The effort is appreciated and necessary for a Suns team that ranks in the bottom 10 in defensive rebounding percentage. Phoenix snags just over 73 percent of the boards on defense, meaning more than a quarter of them end up in the opponent’s hands and become second-chance opportunities. Not coincidentally, the Suns give up the fourth-highest amount of second-chance points per game (14.4).

Enter Bledsoe, who has managed to both leap and dart in for missed shots. Sometimes it is an individual effort. On other occasions, he is cleaning up a rebound made possible by a teammate boxing out his specific matchup.

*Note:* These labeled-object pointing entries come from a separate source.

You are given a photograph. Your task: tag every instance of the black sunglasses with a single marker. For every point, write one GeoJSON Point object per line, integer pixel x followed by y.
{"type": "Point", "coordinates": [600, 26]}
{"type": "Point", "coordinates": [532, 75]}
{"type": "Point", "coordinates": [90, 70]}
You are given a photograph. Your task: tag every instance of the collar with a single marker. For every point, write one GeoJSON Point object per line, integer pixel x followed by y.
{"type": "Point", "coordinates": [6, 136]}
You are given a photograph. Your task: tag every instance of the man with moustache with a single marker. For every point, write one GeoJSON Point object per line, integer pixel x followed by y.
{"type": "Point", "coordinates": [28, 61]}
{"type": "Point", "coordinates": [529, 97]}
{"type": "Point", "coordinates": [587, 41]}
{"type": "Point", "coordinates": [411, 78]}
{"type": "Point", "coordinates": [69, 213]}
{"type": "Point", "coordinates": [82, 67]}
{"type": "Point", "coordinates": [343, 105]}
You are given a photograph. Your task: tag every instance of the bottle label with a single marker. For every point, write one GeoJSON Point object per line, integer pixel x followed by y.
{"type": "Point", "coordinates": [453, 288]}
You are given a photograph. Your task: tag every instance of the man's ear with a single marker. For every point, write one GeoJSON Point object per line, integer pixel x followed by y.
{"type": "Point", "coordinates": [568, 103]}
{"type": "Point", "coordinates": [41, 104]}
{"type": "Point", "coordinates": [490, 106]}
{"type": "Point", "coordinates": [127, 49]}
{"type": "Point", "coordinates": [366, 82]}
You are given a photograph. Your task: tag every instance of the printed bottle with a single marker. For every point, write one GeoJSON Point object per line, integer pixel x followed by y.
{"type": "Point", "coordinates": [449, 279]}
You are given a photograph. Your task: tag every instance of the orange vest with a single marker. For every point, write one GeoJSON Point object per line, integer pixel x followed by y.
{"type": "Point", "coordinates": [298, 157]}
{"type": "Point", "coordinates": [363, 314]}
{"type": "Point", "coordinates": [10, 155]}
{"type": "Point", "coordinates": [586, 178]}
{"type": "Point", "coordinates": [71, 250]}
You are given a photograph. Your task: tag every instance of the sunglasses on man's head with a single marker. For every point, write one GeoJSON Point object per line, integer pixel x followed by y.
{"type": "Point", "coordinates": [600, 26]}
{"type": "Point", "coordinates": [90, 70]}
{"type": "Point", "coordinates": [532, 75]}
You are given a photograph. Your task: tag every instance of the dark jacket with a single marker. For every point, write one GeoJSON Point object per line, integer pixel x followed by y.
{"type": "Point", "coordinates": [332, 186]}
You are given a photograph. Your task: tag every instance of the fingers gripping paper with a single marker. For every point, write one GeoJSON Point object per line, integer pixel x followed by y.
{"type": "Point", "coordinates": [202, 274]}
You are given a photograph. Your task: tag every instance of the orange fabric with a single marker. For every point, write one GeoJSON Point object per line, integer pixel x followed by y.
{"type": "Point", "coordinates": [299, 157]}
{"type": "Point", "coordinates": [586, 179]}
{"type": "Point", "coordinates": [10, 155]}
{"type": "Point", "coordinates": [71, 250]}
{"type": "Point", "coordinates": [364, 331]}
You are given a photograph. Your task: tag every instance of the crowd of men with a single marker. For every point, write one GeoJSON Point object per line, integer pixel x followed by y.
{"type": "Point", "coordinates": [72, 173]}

Either way, the fourth-year guard’s glass-work goes hand-in-hand with what Head Coach Jeff Hornacek has asked from his perimeter players. He recognizes that outside of still-coming-along rookie Alex Len, the Suns don’t boast an extraordinary amount of size inside.

“When you’re little, you’ve got to box out every time,” Hornacek said. “You can’t do it 80 percent of the time. Every time a shot goes up, you’ve got to step into somebody. You’ve got to gang rebound. The guards have to get in there. Hopefully, if we can’t grab the ball ourselves, and there’s a loose ball around, our guards are around to grab it.”

The rebounding strategy doubles up as an ever quicker start to the Suns’ preferred fast break offense. Since Bledsoe’s return, Phoenix has upped its Pace (possessions per 48 minutes) from 98.23 to 99.28 (a significant jump in that stat). As a result, they’re getting the looks they want earlier in the shot clock and shooting 48.4 percent from the field (up from 46.3 percent).

“The way he can create, it’s a lot of fun to play with a guy like that,” Miles Plumlee said. “You’re going to find yourself open a lot. It’s fun to have him for the pace of our offense.”